The number of patients treated daily during the rainy season has risen by more than 30 per cent. Mortality rates have fallen, staff morale has improved and people now show greater faith in the health-care system. “It was as clear as day, the impact was astonishing.”

She’s now working with the Quebec-based National Optic Institute to make its new, portable flow cytometers available to Ghana. Doctors use the equipment to sort and count cells, including blood samples.

She connected with the company through her uncle, who has used these toaster-sized devices for experiments in space. Donated cytometers will allow GMH to conduct the first-ever study of the technology in those isolated communities.

GMH raises about $30,000 a year. Hadfield hopes that figure will at least double this year. Among other sources, her Uncle Chris has pledged proceeds from a speech he gave in Toronto earlier this month, as well as proceeds from GMH sales in November and December of his new book, An Astronaut’s Guide to Life on Earth.

From left, Helene, Kelly and Chris Hadfield
From left, Helene, Kelly and Chris Hadfield

Hadfield does her own share of co-ordinating and speaking at fundraisers, usually about three times a month. On campus, she spoke earlier this year during residence life staff training. In 2014, campus residences plan to run a fundraising event called From Guelph to Ghana.

Chris Hadfield visited space three times, including serving as commander of the International Space Station this year.

Adventure and flight run in the family. Her father is an Air Canada pilot (a bonus for Kelly’s discount flights to Africa).
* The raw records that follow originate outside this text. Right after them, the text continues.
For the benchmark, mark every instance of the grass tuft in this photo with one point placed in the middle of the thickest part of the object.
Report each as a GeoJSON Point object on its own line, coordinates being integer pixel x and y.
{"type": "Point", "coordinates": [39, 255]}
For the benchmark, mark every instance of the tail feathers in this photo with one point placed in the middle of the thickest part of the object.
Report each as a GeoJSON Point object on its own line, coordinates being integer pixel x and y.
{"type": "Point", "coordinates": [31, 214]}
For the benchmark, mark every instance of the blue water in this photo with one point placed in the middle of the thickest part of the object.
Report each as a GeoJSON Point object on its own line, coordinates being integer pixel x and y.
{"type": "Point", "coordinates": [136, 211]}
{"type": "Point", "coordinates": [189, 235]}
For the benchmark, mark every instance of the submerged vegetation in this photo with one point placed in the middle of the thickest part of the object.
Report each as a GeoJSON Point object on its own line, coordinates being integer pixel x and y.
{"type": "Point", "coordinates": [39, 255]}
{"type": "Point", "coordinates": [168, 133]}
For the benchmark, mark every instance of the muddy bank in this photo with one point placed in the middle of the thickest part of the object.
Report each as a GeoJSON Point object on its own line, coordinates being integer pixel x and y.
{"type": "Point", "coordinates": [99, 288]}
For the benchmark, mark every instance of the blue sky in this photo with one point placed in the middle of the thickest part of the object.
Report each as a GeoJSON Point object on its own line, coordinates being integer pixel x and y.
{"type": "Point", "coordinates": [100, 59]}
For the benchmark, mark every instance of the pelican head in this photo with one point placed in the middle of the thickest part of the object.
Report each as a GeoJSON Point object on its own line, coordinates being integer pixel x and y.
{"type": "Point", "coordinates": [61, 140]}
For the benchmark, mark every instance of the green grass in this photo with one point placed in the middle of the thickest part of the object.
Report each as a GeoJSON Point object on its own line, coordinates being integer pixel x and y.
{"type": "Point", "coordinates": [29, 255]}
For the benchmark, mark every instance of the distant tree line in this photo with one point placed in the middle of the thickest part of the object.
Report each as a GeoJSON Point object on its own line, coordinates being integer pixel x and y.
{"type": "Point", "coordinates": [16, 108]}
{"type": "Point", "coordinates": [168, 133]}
Other pilots in the clan include Uncle Chris and her other paternal uncle, as well as her mother and grandfather.

A former air cadet, Kelly has flown small craft herself. The family owns two planes that they fly out of a farmer’s field at home in Utopia, a hamlet near Barrie, Ont.

For her grandmother’s 80th birthday, most of the family visited South Africa in 2007. Five years later, they marked another milestone birthday for Grandma with a group trek to Southeast Asia.

Kelly visited Florida in 1995 to watch the space shuttle launch her uncle into space for the first time. Just eight years old then, she regarded the event as no big deal. “That was a normal event to me, I barely remember it.”

She attended Chris’s second shuttle launch in 2001. Then 12, she was a little less sanguine. “It’s scary. Everyone’s just crossing their fingers. Same with the landing.”

Last December, he blasted off once more aboard a Russian Soyuz spacecraft bound for the space station. “I was in Milton with family watching online.”

In 2011, she became West African program co-ordinator for Operation Groundswell. After finishing her master’s thesis this fall, she will become the organization’s fundraising co-ordinator.

She’s applying to medical school and hopes to practice pediatrics in northern Canada to help improve health care in underprivileged communities.